La pesanteur et la grâce
Que reste-t-il alors, une fois que les deux parents sont morts ? La fuite semble être la seule solution. « Quitter la ville » devient un impératif, suite à l’enterrement du père dans son « cercueil en zinc ». Comme un retour sur soi après la violence des événements, la langue d’Eve Guerra devient plus heurtée après des récits quasiment narratifs qui racontent des épisodes vécus avec le père (les huîtres à Noël, la mort de la grand-mère puis la sienne) : « espace-souvenirs, espace-mémoire, espace-prison, espace-fausse lumière ».
Les poèmes d’Eve Guerra se situent à la lisière de l’ombre et de la lumière et témoignent d’une sensibilité absolue.
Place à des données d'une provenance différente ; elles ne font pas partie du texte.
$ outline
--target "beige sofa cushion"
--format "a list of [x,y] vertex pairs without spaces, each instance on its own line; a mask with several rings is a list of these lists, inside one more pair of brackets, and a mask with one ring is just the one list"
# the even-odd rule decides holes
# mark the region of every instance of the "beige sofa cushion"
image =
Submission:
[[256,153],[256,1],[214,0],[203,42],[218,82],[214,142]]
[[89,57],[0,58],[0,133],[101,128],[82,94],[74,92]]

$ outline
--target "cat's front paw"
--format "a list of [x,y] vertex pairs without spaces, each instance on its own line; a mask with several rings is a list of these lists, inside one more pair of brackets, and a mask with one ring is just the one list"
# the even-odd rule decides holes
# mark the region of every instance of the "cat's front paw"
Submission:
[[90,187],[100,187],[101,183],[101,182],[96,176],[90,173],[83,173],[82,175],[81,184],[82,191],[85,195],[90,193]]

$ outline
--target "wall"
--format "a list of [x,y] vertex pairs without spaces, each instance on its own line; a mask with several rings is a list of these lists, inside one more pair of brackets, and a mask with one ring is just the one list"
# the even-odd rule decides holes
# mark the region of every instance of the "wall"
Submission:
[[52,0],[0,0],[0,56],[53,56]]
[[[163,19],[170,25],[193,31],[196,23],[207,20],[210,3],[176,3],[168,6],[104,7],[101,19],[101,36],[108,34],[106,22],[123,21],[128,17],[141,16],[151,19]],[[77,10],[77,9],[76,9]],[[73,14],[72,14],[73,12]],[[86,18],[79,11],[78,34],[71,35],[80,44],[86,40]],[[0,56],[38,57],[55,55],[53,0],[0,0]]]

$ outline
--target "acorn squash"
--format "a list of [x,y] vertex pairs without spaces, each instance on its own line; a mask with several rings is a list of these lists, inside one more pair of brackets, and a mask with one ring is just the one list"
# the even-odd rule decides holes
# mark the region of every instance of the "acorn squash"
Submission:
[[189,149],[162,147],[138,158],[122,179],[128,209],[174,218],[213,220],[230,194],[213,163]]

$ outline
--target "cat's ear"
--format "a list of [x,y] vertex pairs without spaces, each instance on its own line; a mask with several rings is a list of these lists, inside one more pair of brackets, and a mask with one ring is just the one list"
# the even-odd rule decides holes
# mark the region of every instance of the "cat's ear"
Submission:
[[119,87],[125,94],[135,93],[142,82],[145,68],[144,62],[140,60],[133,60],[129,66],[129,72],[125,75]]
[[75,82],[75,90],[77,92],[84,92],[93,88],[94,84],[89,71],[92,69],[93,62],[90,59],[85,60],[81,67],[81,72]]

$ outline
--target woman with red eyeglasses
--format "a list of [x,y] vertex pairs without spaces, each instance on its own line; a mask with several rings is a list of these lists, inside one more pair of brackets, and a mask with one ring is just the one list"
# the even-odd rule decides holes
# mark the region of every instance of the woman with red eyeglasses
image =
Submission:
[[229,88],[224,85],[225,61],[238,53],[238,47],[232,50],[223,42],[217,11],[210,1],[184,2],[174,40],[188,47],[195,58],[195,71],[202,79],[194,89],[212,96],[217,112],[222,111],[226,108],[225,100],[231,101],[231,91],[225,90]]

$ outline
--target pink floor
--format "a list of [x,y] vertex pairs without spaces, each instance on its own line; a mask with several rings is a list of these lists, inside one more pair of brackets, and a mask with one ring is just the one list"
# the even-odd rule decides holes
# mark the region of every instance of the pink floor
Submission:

La fuite est donc physique puisqu’il faut quitter la ville, mais elle est aussi spirituelle : il faut libérer l’âme, elle aussi prisonnière (« comme si je considérais que mon corps était enfermé dans mon âme »). Comme l’aveugle qui part se laver dans le bassin de Siloé pour recouvrer la vue, l’âme, elle aussi, finit par guérir après une baignade dans une rivière. On assiste alors à une véritable renaissance : dans un mouvement ascendant, qui supprime la « pesanteur » du corps, l’âme fait revivre le père et la mère réunis dans une ultime image de bonheur : « Elle (je) tourne autour de toi de ses hanches (sa mère pose sa bouche, son visage tout contre le sien) : / Papa tourne autour de toi de nos mains et son sourire illumine notre visage. » Le « je » finit enfin par s’associer au « elle », de même que la famille est réunie dans les adjectifs possessifs « nos mains » et « notre visage ». Cette réconciliation est également celle de l’âme et du corps : la phrase « l’âme meut le corps » conclut cet épisode. Le corps, grâce à l’impulsion de l’âme, peut produire des moments de grâce comme l’épisode de la réconciliation familiale.
Comme les figures opposées de la mère et du père, ou encore celles de l’âme et du corps, le recueil s’achève par un poème contrasté : il y a, d’un côté, le blé, le soleil et la vigne ; et d’un autre la dalle des tombes.
Recueil d’une intensité admirable, Corps profond ouvre la voie à une forme de rédemption du corps. Quand, d’un passé ancien, il ne reste que des ruines, seule la violence des sensations et des souvenirs peut faire réapparaître l’édifice brisé d’une mémoire qui cherche à se reconstruire pour éclater comme un soleil. Les poèmes d’Eve Guerra se situent à la lisière de l’ombre et de la lumière et témoignent d’une sensibilité absolue.
- Eve Guerra, Corps profond, Le Réalgar, 12 euros.